You did, however, neglect to mention a very naïve approach to this problem: generate all subsets, and for each subset check if it sums to the given value or not. Obviously that's exponential, but it does solve the problem.
I assumed that given array contains distinct numbers.
Let's define function f(i, s) - which means we used some numbers in range [1, i] and the sum of used numbers is s.

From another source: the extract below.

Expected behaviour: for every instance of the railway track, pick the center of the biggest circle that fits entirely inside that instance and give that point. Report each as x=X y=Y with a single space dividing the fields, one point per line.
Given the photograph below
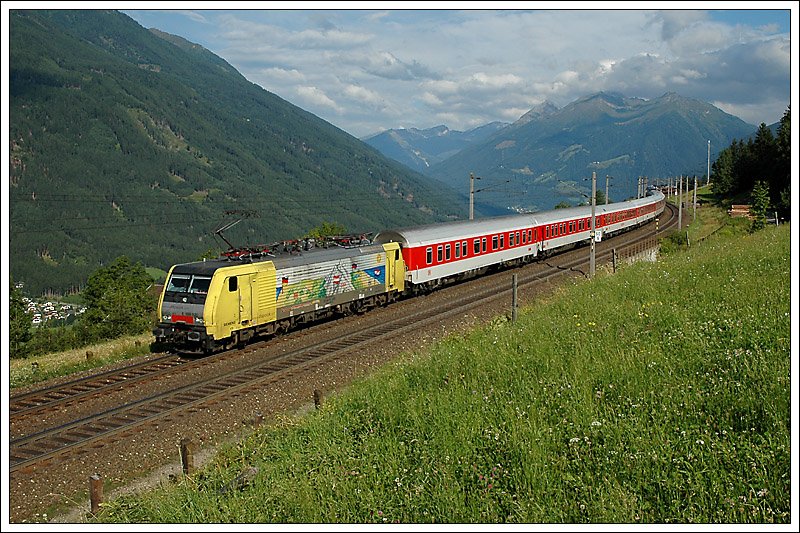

Let's store all values in 2 dimensional matrix i.e. in cell (i, j) we will have value for f(i, j). Now if have already calculated values for cells which are located upper or lefter the cell (i, s) we can calculate value for f(i, s) i.e. f(i, s) = f(i - 1, s);(not to take i indexed number) and if(s >= a[i]) f(i, s) += f(i - 1, s - a[i]). And we can use bottom-up approach to fill all the matrix, setting [f(0, 0) = 1; f(0, i) = 0; 1 <= i <= s], [f(i, 0) = 1;1<=i<=n;]. If we calculated all the matrix then we have answer in cell f(n,S); Thus we have total time complexity O(n*s) and memory complexity O(n*s);
We can improve memory complexity if we note that in every iteration we need only information from previous row, it means that we can store matrix of size 2xS not nxS. We reduced memory complexity up to linear to S. This problem is NP complete thus we don't have polynomial algorithm for this and this approach is the best thing.